- Pina Pellicer, One-Eyed Jacks, 1961. The reason Marlon Brando took so long to dir-act his Western and not Stanley Kubrick (who would have been no faster), was that Kubrick didn’t approve of a Brando lover, Nancy Kwan, portraying the hero’s lover, Louisa. Brando being Brando (as Kubrick knew he would be) dropped Kwan – Hong Kong born star of The World of Suzie Wong, 1960 – when he took over the reins. Mexican Pina committed suicide three years later at age 24.
- Sandra Dee, If A Man Answers, 1961. Chantal went from Kwan to Tammy Grimes before churning into Dee. “Do you realise that nobody’s asked me to marry him in a week?” When someone did, it was Dee’s real husband, pop singer Bobby Darin in a Doris Day-Rock Hudson comedy. Without Doris Day-Rock Hudson.
- Ava Gardner, The Night of the Iguana, 1963. Nipping in quick, producer Ray Stark paid $500,000 for the new Tennessee Williams play – before it opened as his last Broadway hit in 1961. With Bette Davis and Patrick O’Neal as Maxine and the Reverend Shannon, unfrocked for calling God a senile delinquent. Whiley they were thought of for the movie (by John Huston), Ingrid Bergman’s ’s name and Nancy Kwan’s, came up. But so did Ava Gardner and Richard Burton. Game over.

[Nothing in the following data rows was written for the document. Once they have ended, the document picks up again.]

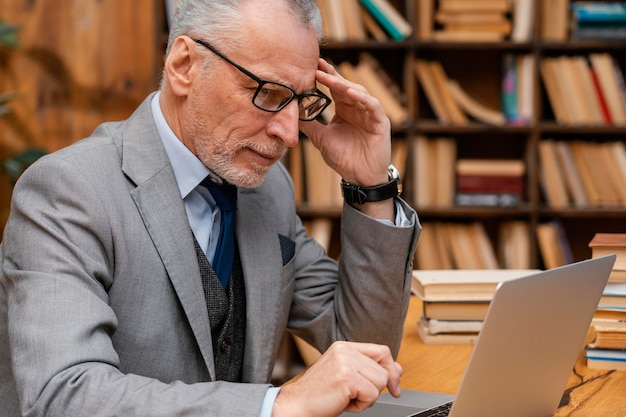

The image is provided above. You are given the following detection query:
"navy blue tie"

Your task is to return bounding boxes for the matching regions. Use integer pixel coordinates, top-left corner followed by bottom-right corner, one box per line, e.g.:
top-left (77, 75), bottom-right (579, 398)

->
top-left (202, 177), bottom-right (237, 288)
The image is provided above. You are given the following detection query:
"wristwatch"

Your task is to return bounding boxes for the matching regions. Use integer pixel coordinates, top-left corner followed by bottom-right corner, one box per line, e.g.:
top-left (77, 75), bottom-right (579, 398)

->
top-left (341, 164), bottom-right (402, 204)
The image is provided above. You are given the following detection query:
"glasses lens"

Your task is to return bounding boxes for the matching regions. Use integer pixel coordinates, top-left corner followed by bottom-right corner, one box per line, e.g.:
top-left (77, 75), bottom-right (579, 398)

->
top-left (298, 94), bottom-right (330, 120)
top-left (253, 82), bottom-right (295, 111)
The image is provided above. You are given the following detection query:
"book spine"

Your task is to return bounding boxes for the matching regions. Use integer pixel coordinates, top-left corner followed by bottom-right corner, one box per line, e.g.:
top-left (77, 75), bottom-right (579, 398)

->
top-left (502, 54), bottom-right (519, 123)
top-left (454, 193), bottom-right (521, 207)
top-left (587, 57), bottom-right (613, 124)
top-left (360, 0), bottom-right (405, 41)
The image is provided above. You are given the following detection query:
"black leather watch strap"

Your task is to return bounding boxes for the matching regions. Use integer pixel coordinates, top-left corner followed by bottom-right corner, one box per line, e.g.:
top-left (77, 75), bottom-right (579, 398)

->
top-left (341, 178), bottom-right (400, 204)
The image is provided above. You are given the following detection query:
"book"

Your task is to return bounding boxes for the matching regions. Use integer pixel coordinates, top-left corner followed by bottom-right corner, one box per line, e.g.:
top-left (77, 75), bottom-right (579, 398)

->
top-left (598, 282), bottom-right (626, 308)
top-left (589, 52), bottom-right (626, 126)
top-left (423, 301), bottom-right (489, 321)
top-left (415, 0), bottom-right (435, 41)
top-left (360, 0), bottom-right (413, 41)
top-left (427, 61), bottom-right (468, 125)
top-left (587, 320), bottom-right (626, 350)
top-left (411, 269), bottom-right (538, 301)
top-left (537, 220), bottom-right (574, 269)
top-left (538, 140), bottom-right (570, 208)
top-left (511, 0), bottom-right (535, 42)
top-left (589, 233), bottom-right (626, 276)
top-left (571, 1), bottom-right (626, 25)
top-left (539, 0), bottom-right (570, 42)
top-left (439, 0), bottom-right (511, 13)
top-left (498, 220), bottom-right (531, 269)
top-left (456, 174), bottom-right (525, 195)
top-left (354, 53), bottom-right (409, 126)
top-left (456, 158), bottom-right (526, 177)
top-left (585, 349), bottom-right (626, 371)
top-left (417, 320), bottom-right (478, 345)
top-left (448, 79), bottom-right (506, 126)
top-left (420, 317), bottom-right (483, 335)
top-left (501, 53), bottom-right (519, 122)
top-left (539, 58), bottom-right (572, 124)
top-left (413, 59), bottom-right (452, 123)
top-left (554, 141), bottom-right (589, 207)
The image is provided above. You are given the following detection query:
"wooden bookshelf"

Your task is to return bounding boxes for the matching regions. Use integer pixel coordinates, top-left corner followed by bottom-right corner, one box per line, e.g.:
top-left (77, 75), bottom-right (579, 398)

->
top-left (288, 0), bottom-right (626, 268)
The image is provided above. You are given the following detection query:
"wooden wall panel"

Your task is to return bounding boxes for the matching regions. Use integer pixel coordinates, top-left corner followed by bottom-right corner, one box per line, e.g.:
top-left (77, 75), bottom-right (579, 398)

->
top-left (0, 0), bottom-right (166, 228)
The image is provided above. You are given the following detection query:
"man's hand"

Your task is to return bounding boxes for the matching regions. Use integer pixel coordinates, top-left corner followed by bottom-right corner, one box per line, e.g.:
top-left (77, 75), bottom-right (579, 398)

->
top-left (300, 58), bottom-right (391, 187)
top-left (300, 58), bottom-right (395, 222)
top-left (272, 342), bottom-right (402, 417)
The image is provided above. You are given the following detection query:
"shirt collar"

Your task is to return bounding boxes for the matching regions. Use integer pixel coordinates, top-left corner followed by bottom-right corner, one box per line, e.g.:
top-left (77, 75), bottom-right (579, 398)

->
top-left (150, 92), bottom-right (213, 199)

Future stage couplings were Eleanor Parker-Richard Chamberlain, Eileen Atkins-Alfred Molina, Clare Higgins-Woody Harrelson, and Anna Gunn-Clive Owen.
- Ann-Margret, Kitten With A Whip, 1964. Originally announced for Judy Dvorak, the titular juvenile delinquent. “All out for kicks… and every inch of her spells excitement!”